Matthew Palmer: Private Key Redaction: UR DOIN IT RONG

Because posting private keys on the Internet is a bad idea, some people like to redact their private keys, so that it looks kinda-sorta like a private key, but it isn t actually giving away anything secret. Unfortunately, due to the way that private keys are represented, it is easy to redact a key in such a way that it doesn t actually redact anything at all. RSA private keys are particularly bad at this, but the problem can (potentially) apply to other keys as well.

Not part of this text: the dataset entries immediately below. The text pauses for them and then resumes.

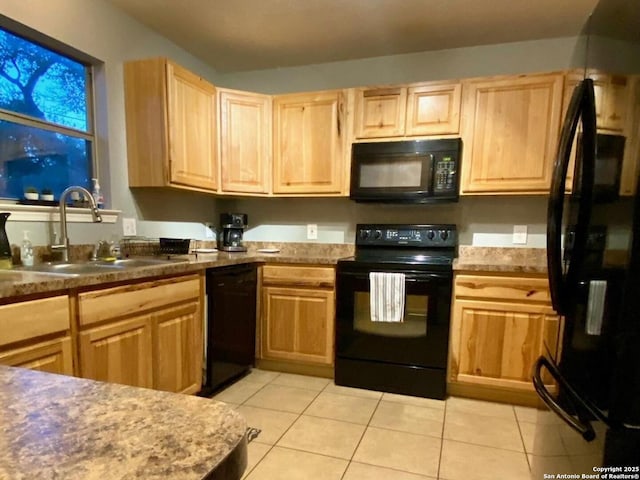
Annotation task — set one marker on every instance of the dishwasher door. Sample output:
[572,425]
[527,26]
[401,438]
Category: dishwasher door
[231,325]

I ll show you a bit of Inside Baseball with key formats, and then demonstrate the practical implications. Finally, we ll go through a practical worked example from an actual not-really-redacted key I recently stumbled across in my travels.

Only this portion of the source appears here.